I have a load-bearing wall consisting of 75*75 mm studs and approximately 1 cm thick raw wood on each side. Perpendicular to this wall is a non-load-bearing wall. In the non-load-bearing wall, I want to build in a sliding door. To fit it in the open position, I need to let it go into the load-bearing wall. So, I want to cut a slot (about 10 cm) in the raw wood on one side of the load-bearing wall. Will this affect the wall's load-bearing capacity?

Image of the current situation. (Green=raw wood, yellow=studs load-bearing wall, red=studs non-load-bearing wall):
Diagram illustrating a structural wall with yellow studs and a non-load-bearing wall with red studs. The green areas represent raw board panels.
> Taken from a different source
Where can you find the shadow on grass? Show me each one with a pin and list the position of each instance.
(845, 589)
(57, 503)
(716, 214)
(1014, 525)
Image of the desired situation (Blue=door leaf sliding door):
Diagram showing cross-section of a load-bearing wall (green and yellow) and a non-load-bearing wall (red) with proposed sliding door placement (blue).
 
The raw plank affects more how steady the wall feels but hardly the load-bearing capacity in any significant way. That is such a small intervention that you can go ahead with what you have planned.
 
There should be no problem at all. Good luck with the construction.
 
As mentioned above, the load-bearing capacity is probably not an issue but there is a lack of support for the råspont in both the load-bearing and especially in the non-load-bearing wall. If you can place a new "gul" stud on each side of the slit and screw, for example, a plyfa strip on that stud that then extends into the non-load-bearing wall where you attach the råspont, you will regain some stability.